Microelectronic devices, such as memory chips and microprocessor chips, typically include a microelectronic substrate die encased in a plastic, ceramic or metal protective covering. The die includes functional features, such as memory cells, processor circuits, and interconnecting circuitry. The die also typically includes bond pads electrically coupled to the functional features. The bond pads are coupled to terminals, such as pins, that extend outside the protective covering for connecting to buses, circuits and/or other microelectronic devices.
Conventional microelectronic devices are typically arranged side-by-side on a circuit board or other support device that is incorporated into a computer, mobile phone or other larger electronic product. One drawback with this arrangement is that the circuit board may have a large surface area to accommodate a large number of microelectronic devices. Accordingly, it may be difficult to fit the circuit board into a housing of a compact electronic product.
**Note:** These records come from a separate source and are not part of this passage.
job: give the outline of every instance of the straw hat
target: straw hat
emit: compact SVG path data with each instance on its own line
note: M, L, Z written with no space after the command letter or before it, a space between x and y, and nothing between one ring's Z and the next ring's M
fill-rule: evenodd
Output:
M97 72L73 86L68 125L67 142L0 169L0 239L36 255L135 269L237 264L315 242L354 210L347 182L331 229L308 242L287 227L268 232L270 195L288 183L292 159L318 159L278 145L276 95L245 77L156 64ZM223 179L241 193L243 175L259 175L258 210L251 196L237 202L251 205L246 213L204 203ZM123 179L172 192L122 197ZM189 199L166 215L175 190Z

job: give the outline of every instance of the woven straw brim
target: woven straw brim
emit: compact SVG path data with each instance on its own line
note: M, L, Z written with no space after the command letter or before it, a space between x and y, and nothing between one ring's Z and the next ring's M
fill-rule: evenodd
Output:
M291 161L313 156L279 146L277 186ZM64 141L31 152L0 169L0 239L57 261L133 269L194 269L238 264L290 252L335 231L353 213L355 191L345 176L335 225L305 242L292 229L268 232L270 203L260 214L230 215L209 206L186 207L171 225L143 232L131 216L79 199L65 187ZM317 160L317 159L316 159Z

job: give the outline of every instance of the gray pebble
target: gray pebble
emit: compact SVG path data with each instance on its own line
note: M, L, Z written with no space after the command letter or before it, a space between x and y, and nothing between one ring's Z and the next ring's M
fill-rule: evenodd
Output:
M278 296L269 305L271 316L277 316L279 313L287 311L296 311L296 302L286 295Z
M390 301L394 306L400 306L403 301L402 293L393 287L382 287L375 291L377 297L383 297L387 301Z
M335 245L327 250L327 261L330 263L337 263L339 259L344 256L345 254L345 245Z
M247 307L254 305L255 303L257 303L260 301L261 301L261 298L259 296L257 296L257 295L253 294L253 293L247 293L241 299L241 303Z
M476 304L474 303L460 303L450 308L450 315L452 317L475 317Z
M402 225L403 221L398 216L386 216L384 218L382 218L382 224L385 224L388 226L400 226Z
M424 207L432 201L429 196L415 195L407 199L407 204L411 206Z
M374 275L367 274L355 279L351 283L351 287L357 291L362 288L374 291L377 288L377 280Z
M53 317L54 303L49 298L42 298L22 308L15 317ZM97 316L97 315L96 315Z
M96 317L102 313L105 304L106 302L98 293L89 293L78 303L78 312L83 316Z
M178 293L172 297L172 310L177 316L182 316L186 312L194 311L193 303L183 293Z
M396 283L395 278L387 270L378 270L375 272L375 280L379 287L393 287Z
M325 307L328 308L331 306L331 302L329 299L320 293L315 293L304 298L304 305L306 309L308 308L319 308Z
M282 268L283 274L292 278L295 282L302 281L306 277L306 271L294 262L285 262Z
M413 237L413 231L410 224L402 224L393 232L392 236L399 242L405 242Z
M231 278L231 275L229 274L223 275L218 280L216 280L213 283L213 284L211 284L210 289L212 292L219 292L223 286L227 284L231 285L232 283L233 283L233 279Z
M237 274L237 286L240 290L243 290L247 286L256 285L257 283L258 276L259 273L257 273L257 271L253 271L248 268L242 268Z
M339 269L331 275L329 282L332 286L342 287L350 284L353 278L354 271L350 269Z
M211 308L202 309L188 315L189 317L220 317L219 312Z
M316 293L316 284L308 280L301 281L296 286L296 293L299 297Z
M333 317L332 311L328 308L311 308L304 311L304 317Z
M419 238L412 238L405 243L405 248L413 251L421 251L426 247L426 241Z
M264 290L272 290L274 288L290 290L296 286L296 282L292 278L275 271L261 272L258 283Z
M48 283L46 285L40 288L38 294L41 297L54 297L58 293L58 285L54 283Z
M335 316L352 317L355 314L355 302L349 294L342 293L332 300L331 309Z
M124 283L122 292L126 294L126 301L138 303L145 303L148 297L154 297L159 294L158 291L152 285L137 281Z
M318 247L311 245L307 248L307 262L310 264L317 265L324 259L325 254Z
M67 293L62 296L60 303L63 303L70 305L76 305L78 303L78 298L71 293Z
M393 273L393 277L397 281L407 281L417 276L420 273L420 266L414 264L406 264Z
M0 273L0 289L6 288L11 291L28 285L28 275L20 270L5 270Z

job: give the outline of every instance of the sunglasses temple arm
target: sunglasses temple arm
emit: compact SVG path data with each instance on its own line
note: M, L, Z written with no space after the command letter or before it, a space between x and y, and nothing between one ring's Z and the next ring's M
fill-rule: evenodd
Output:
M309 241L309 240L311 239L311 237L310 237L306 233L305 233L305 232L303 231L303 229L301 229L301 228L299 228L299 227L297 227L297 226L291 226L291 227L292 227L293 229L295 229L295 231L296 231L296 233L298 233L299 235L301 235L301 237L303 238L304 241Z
One approach to address this problem is to stack one microelectronic die on top of another to reduce the surface area occupied by the dies. Typically, the stacked microelectronic dies are connected to each other with an intermediate adhesive layer that is heat cured to securely bond the dies to each other. However, the adhesive can have several drawbacks. For example, at high temperatures, the adhesive can emit gases that leave deposits on the bond pads of dies. The deposits can inhibit secure electrical connections between the bond pads and the terminals of the die. Another drawback is that the adhesive layer can have a different coefficient of thermal expansion than the dies to which it is attached. Accordingly, the adhesive layer can put stresses on the dies as the ambient temperature changes. In some cases, these stresses can crack or fracture the dies.